The difference of PD-L1 expression between only HPV-positive patients and premalignant cervical lesion patients did not be reported in present studies. And to test the PD-L1 expression in some cervical cell lesion studies using cervical exfoliated cells sample also was ignored. Meanwhile, the PD-L1 expression as a predictive biomarker still existed controversy. So in the study, first to compare the expression of PD-L1 between only HPV-positive patients and premalignant cervical lesion patients, then to research the association between PD-L1 and HPV status, lastly to explore the possible prognostic value for HPV treatment in premalignant cervical lesion patients.

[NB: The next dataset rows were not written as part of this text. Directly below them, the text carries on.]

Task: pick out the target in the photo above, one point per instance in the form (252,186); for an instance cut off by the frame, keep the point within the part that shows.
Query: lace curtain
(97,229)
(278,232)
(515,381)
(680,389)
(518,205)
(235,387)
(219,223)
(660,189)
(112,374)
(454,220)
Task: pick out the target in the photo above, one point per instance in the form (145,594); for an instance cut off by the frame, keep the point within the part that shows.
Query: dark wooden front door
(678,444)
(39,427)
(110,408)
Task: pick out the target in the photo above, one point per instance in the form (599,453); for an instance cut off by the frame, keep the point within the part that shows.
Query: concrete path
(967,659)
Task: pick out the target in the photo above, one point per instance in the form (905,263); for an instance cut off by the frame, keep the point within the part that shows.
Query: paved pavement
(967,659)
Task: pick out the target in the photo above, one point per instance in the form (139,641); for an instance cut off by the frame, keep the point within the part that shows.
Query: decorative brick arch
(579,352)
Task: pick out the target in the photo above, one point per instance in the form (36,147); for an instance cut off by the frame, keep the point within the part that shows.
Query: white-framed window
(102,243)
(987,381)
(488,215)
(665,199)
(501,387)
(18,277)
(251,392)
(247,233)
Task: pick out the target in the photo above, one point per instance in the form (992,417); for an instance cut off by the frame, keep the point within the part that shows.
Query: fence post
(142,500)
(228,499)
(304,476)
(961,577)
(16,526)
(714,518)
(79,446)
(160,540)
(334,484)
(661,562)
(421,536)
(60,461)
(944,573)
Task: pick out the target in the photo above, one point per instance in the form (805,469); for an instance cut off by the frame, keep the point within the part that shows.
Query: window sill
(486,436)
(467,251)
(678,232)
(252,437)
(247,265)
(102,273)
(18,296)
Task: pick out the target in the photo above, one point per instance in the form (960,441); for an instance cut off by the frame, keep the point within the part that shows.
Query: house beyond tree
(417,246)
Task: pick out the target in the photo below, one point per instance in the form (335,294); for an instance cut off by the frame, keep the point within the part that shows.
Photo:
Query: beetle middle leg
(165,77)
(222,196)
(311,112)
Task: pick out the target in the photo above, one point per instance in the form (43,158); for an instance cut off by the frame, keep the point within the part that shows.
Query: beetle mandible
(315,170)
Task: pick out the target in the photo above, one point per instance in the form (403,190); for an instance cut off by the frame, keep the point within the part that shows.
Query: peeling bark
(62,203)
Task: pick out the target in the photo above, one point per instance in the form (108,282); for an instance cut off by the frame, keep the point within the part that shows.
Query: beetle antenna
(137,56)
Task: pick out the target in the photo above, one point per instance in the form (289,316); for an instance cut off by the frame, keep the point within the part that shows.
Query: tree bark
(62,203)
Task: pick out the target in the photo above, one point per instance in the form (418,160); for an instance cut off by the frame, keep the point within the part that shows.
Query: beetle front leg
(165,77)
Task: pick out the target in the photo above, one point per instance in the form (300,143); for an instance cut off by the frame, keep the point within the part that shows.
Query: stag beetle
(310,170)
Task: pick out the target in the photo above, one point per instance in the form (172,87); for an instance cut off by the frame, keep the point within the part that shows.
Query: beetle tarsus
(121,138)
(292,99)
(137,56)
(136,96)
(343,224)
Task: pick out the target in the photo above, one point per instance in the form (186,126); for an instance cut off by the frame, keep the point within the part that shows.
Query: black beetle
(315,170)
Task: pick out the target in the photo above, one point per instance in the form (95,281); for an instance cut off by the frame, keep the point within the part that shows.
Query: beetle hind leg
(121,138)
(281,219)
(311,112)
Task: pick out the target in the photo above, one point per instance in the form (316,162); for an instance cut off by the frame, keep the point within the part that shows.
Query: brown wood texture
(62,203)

Cervical exfoliated cells samples of 54 premalignant cervical lesion patients with HPV16 infection were collected; meanwhile the cervical exfoliated cells samples from 20 healthy women without HPV infection and 20 patients with only HPV16 infection but cervical cytology normal were collected as 2 control groups. Flow-through hybridization and gene chip (FHGC) was used to detect the HPV type, the PD-L1 expression was tested by Flow cytometry analysis, the methylation-sensitive high-resolution melting (MS-HRM) was used to test the HPV16 L1 gene methylation. The 54 premalignant cervical lesion patients were followed up in 18 months to assess the prognostic value of PD-L1 for HPV treatment.
The PD-L1 positive cell rate and mean fluorescence intensity of PD-L1 positive cell in premalignant cervical lesion patients with HPV16 infection were higher than 2 control groups. Mean fluorescence intensity of PD-L1 positive cell were increased in 54 cases when existing multiple HPV status and high HPV16-L1 gene methylation (L1 gene methylation more than 50%). High PD-L1 expression (PD-L1 positive cell rate more than 10%), high HPV16-L1 gene methylation, and multiple HPV infection status could prolong the time to clean HPV infection by Kaplan–Meier analysis. Multivariate Cox proportional hazards analysis also showed that all of high PD-L1 expression, high HPV-L1 methylation, and multiple HPV infection status should increase the risk of HPV unclearance in premalignant cervical lesion patients; the hazard ratio (HR) was 2.043 (CI: 1.050–3.973), 2.797 (CI: 1.277–6.122), and 3.050 (CI: 1.406–6.615).
PD-L1 expression only was correction with HPV infection when the infection induced the cervical cells to create the lesion. PD-L1 was the risk factor of HPV unclearance in premalignant cervical lesion patients, so anti-PD-L1 therapy could be a potential effectiveness way of HPV infection in premalignant cervical lesion patients.